No primeiro turno, os dois aparecem numericamente empatados, com 38% das intenções de voto cada. Na comparação com o levantamento anterior do mesmo instituto, de 10 de julho, ambos cresceram dois pontos percentuais — antes registravam 36%.
Atrás dos líderes, formou-se um segundo pelotão também embolado: os ex-governadores Romeu Zema (Novo) e Ronaldo Caiado (PSD) e o nome do movimento Missão, Renan Santos, marcam 3% cada. Samara Martins, Cabo Daciolo, Joaquim Barbosa e Augusto Cury aparecem com 1% cada. Brancos e nulos somam 5%.

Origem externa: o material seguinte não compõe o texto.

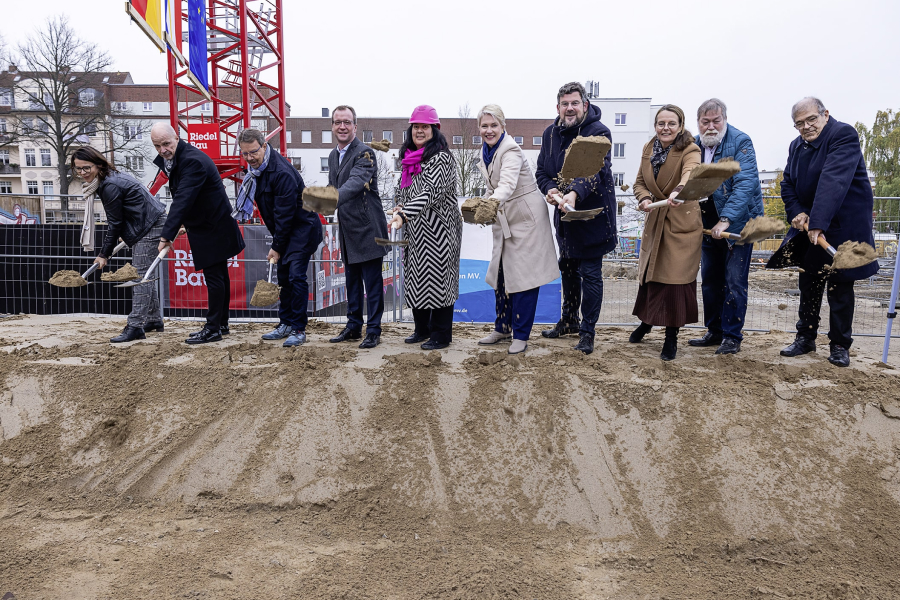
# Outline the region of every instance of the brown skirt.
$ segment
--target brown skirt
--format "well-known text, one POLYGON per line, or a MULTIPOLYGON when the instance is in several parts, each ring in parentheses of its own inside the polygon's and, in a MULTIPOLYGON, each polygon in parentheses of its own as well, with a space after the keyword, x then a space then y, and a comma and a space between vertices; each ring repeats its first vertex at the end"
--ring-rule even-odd
POLYGON ((638 287, 631 314, 648 325, 684 327, 696 323, 697 281, 690 283, 659 283, 648 281, 638 287))

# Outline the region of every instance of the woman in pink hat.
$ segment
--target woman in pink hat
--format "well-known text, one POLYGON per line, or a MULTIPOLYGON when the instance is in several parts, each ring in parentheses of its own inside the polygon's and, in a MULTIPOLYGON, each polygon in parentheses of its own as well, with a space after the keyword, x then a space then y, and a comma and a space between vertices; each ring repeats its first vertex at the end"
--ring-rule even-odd
POLYGON ((417 106, 400 148, 397 207, 391 225, 405 224, 406 301, 416 329, 407 344, 423 350, 450 345, 453 305, 459 298, 462 214, 456 202, 456 169, 437 111, 417 106), (427 341, 426 341, 427 340, 427 341))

Segundo turno tecnicamente empatado
No cenário de segundo turno entre os dois primeiros colocados, Flávio Bolsonaro tem 46% e Lula, 45%. O senador está numericamente à frente, mas a diferença de um ponto está contida na margem de erro de 2,19 pontos percentuais, o que caracteriza empate técnico. Na prática, a pesquisa não permite afirmar quem estaria na frente nesse confronto.
Recortes: gênero e religião dividem o eleitorado
Os dados segmentados mostram bases de apoio espelhadas. Lula lidera entre as mulheres, com 44% contra 30% de Flávio. O senador inverte a vantagem entre os homens, com 46% contra 31% do presidente.
O recorte religioso reproduz a polarização já conhecida das últimas eleições. Lula tem sua maior força entre os católicos, com 47%. Flávio consolida ampla vantagem no segmento evangélico, com 52% das intenções de voto, contra 21% do petista.
Rejeição: Lula é o mais rejeitado
Na pergunta sobre em quais candidatos o eleitor não votaria “de jeito nenhum” (resposta múltipla), Lula tem a maior rejeição: 47% dos entrevistados o descartam. Flávio aparece logo atrás, rejeitado por 46%. A proximidade dos índices reforça o quadro de polarização e sugere que ambos enfrentam tetos eleitorais elevados.
Ficha técnica
A pesquisa Gerp ouviu 2.000 eleitores entre os dias 15 e 17 de julho de 2026, por meio de sistema telefônico assistido por computador (GerpCati). A margem de erro é de 2,19 pontos percentuais, para mais ou para menos, com grau de confiança de 95%.
O levantamento está registrado no Tribunal Superior Eleitoral sob o número BR-05026/2026. Segundo o instituto, o estudo custou R$ 20 mil e foi contratado com recursos próprios. Por causa dos arredondamentos, a soma dos resultados pode não atingir exatamente 100%.
Fontes: Poder360 e Exame, 22 de julho de 2026.